Esplicativo è il caso studio della cosiddetta “Badiazza” di Messina a cui Calandra dedicherà uno straordinario repertorio di studi e disegni caratterizzati dalla marcata e personalissima abilità artistica.

Risulta quasi impossibile immaginare oggi le condizioni originarie del luogo in cui il villino si trovava ancora nei primi anni Trenta e Quaranta insieme al secondo Villino Cavarretta progettato da Salvatore Caronia Roberti (1923), in una dimensione quasi rurale in cui i due bassi edifici finivano per rappresentare vere e proprie colonne d'Ercole nei confronti della bellezza naturale e rigogliosa della Conca d'Oro ancora predominante.

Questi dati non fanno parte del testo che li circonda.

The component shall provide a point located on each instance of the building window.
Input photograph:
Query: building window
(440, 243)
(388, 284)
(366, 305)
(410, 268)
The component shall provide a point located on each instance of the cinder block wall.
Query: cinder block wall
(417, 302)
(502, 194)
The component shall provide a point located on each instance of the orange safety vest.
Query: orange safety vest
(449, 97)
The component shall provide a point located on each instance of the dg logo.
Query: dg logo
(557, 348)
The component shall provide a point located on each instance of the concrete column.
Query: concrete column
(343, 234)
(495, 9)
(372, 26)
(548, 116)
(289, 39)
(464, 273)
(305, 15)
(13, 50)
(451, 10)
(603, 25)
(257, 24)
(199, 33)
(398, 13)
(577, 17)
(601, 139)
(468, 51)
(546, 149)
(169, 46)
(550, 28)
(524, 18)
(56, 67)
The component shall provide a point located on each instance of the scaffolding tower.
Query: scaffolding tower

L'edificio caratterizzato da un impaginato dei prospetti sobrio e ritmato, sorge su un basamento grigio da cui si erge, su una teoria di ondine colorate di rosso e oro, l’ocra rosato dell'intera costruzione da cui spicca la piccola torre in direzione dell'esile pensilina in vetro e ferro battuto da una parte e il bow-window semicircolare in direzione dei resti del giardino.

Nonostante l'assenza di motivi decorativi Liberty, la composizione risulta pienamente influenzata dalla lezione compositiva basiliana di cui sono elementi distintivi, vere e proprie firme stilistiche di scuola basiliana, l'uso della torretta angolare e l'aggetto superiore di elementi verticali oltre le linee di colmo del tetto spiovente a due falde, sia lungo gli spigoli laterali che al di sopra del colmo superiore.

Oggi sede di Banca Santander, il villino eclettico, testimone ignaro di un passato quasi del tutto sconosciuto, unica realizzazione di Calandra in città, rappresenta uno dei punti notevoli della bellezza urbana del quartiere un tempo dominato interamente dalla tipologia dei villini modernisti, cifra culturale della città felice della belle époque, tra lo sguardo troppo spesso distratto e veloce della città contemporanea.

Forse una targa esplicativa in sua prossimità con immagini, disegni e una breve sintesi dell'opera e del suo autore, aiuterebbe la consapevolezza del cittadino nei confronti di ciò che resta del nostro patrimonio culturale in piena armonia con il concept illuminato della convenzione di Faro.